O senhor Walter bateu numa das rodas da cadeira.
“A senhora Bell ajudou-me a soltar a terra e a enfiar a caixa lá dentro. O objetivo não era mistério. Era diversão.”
Isso arrancou um sorriso ao Jeffrey.
“Agora cava antes que eu perca o meu timing dramático”, disse o senhor Walter.
O Jeffrey começou a cavar. Eu ajoelhei-me ao lado dele, afastando a terra com as mãos. Passados alguns minutos, a pá bateu em metal.
Clank.
O Jeffrey sobressaltou-se. “Mãe!”
“Ouvi.”
Continuámos até aparecer uma pequena caixa metálica. O senhor Walter tirou uma chave pequena.
“Abre, rapaz.”
Lá dentro havia uma medalha feita à mão.
Para o rapaz que conserta o que os outros deixam partido.
O Jeffrey passou os dedos pelas letras. “Isto é para mim?”
“Cada palavra.”
Por baixo havia um recorte de jornal, desenhos antigos, um envelope com o nome do Jeffrey e outra chave.
Peguei no recorte. “O senhor era engenheiro?”
“Mecânico”, respondeu o senhor Walter. “E professor.

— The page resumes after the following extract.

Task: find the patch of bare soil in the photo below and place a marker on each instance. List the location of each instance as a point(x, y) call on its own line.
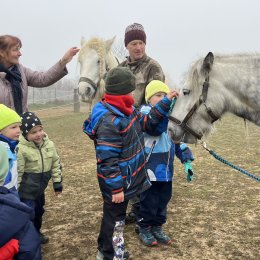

Trinta anos.”
O Jeffrey olhou para ele. “O senhor ensinava crianças a construir coisas?”
“Ensinei. Depois a vida partiu algumas coisas… e eu deixei de consertar o que realmente importava.”
Abri o envelope. Era uma carta de recomendação do Jeffrey para um programa júnior de robótica. O recibo mostrava que o primeiro ano já estava pago.
“Senhor Walter”, disse eu. “Isto é demasiado.”
“Não. Dinheiro é que é demasiado quando compra silêncio. Isto abre uma porta.”
“Não posso aceitar caridade.”
“Isto não é caridade quando encontra as mãos certas, Ivy.”
Antes que eu pudesse responder, a carrinha do Thomas travou no passeio com força, como se a paternidade tivesse ficado de repente urgente.
O Jeffrey apertou a medalha contra o peito. “Pai, o senhor Walter deu-me um prémio.”
O Thomas olhou para a caixa. “Porquê? E por mais o quê?”
“Pelas rodas do Benny.”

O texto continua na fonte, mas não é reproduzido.